Dahl, who has worked at the resort for about two decades, said that when Anna Feltsan, Diana’s mother, went into labor one year ago, the resort was shut down and the staff went in search of help.

“I was at home that day — my first day off in three weeks — but we saw a lot of lights of the rangers’ cars blinking down the road, so I turned on the scanner and heard my office manager calling for a air evacuation,” Dahl said.

Feltsan delivered Diana in less than 20 minutes at the resort, which is about 15 miles into the rugged Olympic National Park from U.S. Highway 101.

The baby was two months premature, which was cause to worry for Feltsan and her husband, Ivan, both of whom moved to Kent from the Ukraine four years ago.

“When I had my first baby, he was two months premature, too, but when he was born, he had cerebral palsy,” she said through a translator.

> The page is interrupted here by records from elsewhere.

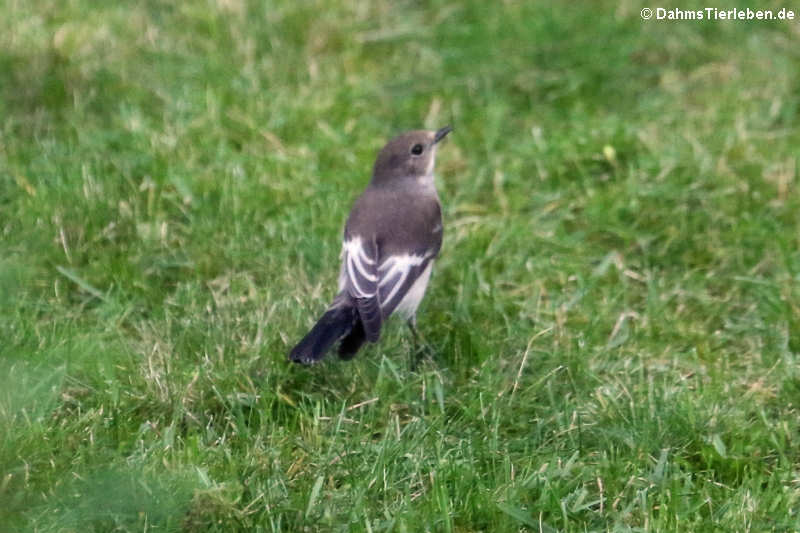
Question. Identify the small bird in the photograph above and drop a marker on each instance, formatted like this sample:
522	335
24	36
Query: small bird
392	236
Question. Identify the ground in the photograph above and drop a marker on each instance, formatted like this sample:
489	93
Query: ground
614	321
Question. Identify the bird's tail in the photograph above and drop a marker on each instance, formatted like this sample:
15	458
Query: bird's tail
337	322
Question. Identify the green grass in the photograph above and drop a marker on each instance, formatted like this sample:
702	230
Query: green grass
616	311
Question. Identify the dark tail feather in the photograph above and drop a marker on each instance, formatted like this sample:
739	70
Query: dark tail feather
352	342
337	322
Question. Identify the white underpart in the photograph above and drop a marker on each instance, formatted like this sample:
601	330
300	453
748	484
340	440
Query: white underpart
355	259
389	269
408	305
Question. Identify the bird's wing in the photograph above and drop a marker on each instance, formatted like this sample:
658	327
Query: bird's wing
360	279
396	276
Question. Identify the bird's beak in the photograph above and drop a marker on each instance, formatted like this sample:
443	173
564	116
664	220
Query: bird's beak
441	134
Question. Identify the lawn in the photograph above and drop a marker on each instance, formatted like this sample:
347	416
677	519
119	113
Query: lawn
614	320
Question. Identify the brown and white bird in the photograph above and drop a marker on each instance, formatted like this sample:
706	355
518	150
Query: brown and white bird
392	236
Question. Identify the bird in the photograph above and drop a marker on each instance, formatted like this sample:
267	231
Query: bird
391	239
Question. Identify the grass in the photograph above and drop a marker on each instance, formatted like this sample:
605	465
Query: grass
616	311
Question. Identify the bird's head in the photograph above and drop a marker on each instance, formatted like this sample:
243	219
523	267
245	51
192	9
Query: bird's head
410	155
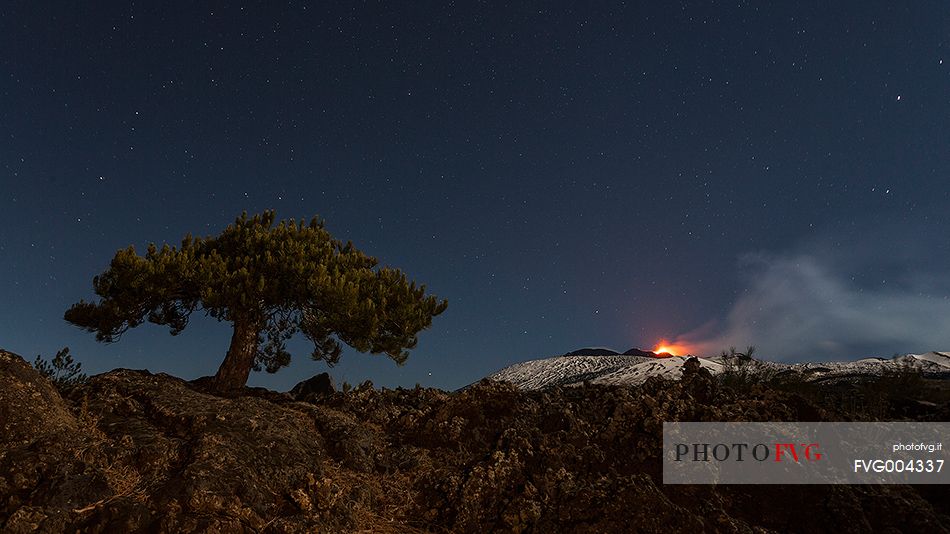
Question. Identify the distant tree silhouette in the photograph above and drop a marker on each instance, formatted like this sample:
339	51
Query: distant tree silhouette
62	369
269	282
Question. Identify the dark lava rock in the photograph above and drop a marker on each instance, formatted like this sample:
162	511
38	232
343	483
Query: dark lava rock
317	386
135	451
593	352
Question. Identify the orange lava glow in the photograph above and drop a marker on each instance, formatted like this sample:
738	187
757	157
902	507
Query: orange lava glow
673	349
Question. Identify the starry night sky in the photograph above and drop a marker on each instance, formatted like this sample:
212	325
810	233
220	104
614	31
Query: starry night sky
564	174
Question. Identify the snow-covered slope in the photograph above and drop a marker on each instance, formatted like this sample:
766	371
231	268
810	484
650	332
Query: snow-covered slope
620	369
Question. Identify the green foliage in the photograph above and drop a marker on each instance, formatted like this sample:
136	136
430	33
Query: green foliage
276	279
63	370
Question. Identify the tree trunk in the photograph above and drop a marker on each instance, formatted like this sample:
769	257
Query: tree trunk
234	370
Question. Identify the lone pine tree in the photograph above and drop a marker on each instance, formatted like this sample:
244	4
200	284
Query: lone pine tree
269	282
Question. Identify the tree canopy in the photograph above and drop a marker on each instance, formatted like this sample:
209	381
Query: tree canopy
270	281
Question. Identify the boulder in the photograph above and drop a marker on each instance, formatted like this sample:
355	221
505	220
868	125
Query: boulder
316	386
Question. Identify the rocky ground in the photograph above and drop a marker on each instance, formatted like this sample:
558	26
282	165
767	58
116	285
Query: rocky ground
134	451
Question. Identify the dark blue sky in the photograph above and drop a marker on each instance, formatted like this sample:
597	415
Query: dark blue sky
564	174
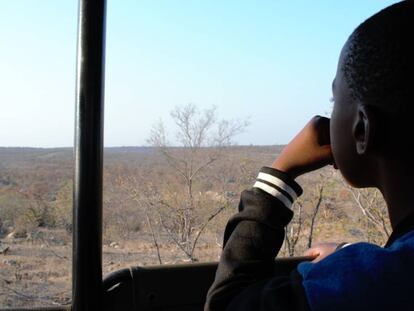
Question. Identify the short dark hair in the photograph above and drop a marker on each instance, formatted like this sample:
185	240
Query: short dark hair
378	64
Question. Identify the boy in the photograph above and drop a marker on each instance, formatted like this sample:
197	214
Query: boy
371	144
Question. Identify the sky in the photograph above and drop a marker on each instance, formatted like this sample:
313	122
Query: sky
271	61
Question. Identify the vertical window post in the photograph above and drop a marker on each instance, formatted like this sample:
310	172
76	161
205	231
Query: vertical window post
87	200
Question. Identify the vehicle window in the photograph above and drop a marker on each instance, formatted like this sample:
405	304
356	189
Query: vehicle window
38	61
199	95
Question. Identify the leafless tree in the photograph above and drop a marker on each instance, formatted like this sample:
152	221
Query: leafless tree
294	229
319	198
372	205
201	140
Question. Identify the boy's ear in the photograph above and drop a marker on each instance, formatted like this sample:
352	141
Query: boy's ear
364	129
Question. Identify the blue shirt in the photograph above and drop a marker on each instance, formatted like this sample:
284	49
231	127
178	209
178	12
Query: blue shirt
363	276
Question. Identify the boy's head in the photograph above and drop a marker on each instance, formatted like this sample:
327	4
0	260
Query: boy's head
373	93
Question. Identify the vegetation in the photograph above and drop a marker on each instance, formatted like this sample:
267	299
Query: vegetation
143	194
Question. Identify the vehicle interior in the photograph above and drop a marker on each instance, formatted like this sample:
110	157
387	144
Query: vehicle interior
148	288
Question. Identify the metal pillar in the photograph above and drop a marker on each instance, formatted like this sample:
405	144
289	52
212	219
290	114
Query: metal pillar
87	199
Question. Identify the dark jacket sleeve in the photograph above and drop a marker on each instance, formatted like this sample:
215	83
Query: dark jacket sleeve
252	239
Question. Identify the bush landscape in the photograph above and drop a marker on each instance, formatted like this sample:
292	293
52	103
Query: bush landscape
144	209
163	204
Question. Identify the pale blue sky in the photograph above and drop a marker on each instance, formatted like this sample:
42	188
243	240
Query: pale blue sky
270	60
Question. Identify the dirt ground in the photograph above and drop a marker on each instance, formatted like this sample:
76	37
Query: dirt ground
36	270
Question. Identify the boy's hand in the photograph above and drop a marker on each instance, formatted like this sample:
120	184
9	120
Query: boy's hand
308	151
321	251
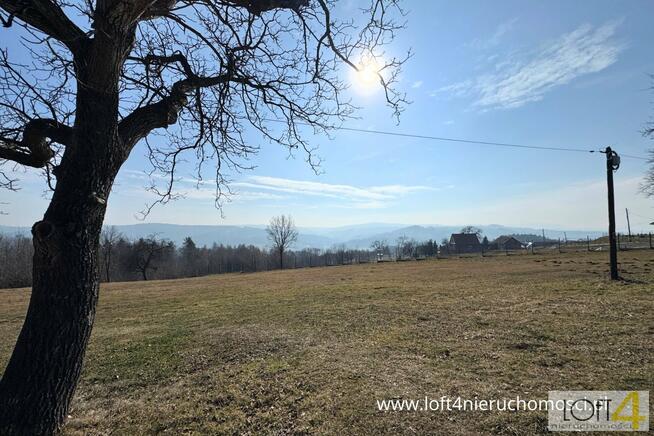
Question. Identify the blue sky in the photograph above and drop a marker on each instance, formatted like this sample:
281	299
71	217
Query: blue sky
549	73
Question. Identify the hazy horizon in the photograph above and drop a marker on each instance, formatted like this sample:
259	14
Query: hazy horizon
510	74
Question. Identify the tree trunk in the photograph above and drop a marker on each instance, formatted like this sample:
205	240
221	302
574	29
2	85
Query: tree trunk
40	379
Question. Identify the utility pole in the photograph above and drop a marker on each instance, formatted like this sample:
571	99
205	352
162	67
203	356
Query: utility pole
612	164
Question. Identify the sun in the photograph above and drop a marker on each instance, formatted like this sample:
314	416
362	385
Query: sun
365	79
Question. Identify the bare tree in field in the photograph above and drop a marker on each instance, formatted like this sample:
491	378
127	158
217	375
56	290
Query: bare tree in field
472	230
147	253
108	239
99	76
282	233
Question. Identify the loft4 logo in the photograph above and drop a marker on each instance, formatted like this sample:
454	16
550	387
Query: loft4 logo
630	402
598	411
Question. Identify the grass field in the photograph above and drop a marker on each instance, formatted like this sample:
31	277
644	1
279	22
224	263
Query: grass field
310	351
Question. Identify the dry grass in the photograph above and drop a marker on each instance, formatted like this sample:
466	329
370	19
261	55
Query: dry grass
309	351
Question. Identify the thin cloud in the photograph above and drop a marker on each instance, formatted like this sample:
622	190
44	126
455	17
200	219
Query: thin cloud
370	197
515	83
494	40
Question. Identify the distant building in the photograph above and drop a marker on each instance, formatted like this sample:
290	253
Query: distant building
507	243
461	243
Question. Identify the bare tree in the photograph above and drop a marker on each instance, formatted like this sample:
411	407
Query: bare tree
108	239
282	233
98	84
380	247
147	252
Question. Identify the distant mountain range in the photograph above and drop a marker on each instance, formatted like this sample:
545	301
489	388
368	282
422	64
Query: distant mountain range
356	236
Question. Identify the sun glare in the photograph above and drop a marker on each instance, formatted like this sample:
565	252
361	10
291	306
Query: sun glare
366	79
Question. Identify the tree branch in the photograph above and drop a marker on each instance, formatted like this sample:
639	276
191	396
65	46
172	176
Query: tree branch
33	149
47	17
163	113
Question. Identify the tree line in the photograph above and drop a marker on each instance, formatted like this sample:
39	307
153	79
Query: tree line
155	258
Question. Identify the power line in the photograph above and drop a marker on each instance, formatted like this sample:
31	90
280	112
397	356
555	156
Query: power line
466	141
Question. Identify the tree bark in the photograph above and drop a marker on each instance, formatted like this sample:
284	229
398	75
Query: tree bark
40	379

“But she turned out just fine and healthy.

“It was all in God’s hands.”

The staff at Sol Duc jumped into action, Dahl said.

“We had Nick Gardner, who is in the Coast Guard but works part time for us as well as a lifeguard,” she said.

“He delivered the baby, and my office manager [Steffini Startup] rushed to look through the first aid kit.

“Just the week before, she had done an inventory of our supplies and had noticed that there was a birthing kit.

“It was so lucky that she had happened to notice that because even I hadn’t known we had one out here.”

Both Feltsan and Dahl credit Gardner with saving the day.

“What could have been a tragic situation, Nick turned into a happy and successful experience,” Dahl said.

Gardner not only delivered the baby in the make-shift delivery room in the resort, but he also got the baby to breathe on its own.

“Nick had had training where he learned how to deliver a baby,” Dahl said.

“He later told me that during those classes he was thinking, ‘When will I ever be able to use that?’

“But it came in really handy for this situation.”

Also by coincidence, Dr. Scott Kennedy, chief of medicine at Olympic Medical Center, had brought his children to swim in the hot springs.

“We really enjoy coming out here to swim,” he said.

“So when I heard what was happening, I went to go check out both the mom and the baby.

“By the time I got there the baby was already delivered — it was really Nick who saved the day.”

Feltsan said she was nervous about traveling by helicopter, so Kennedy was able to clear her to ride in the ambulance, he said.

The pair were transported to Olympic Medical Center, where Feltsan was cared for and released.

Diana’s lungs hadn’t quite developed yet, so she was transported by helicopter to Providence Pavilion for Women and Children in Everett — closer to her parents’ home in Kent.

“I went to visit her every day for a month while her lungs developed,” Feltsan said.

But now Diana is a healthy and happy 1-year-old, she said.

“She is 100 percent in everything — size and weight — and she is so smart,” Feltsan said.

Feltsan said she hopes to celebrate each of Diana’s birthdays at the resort in commemoration of her dramatic birthday.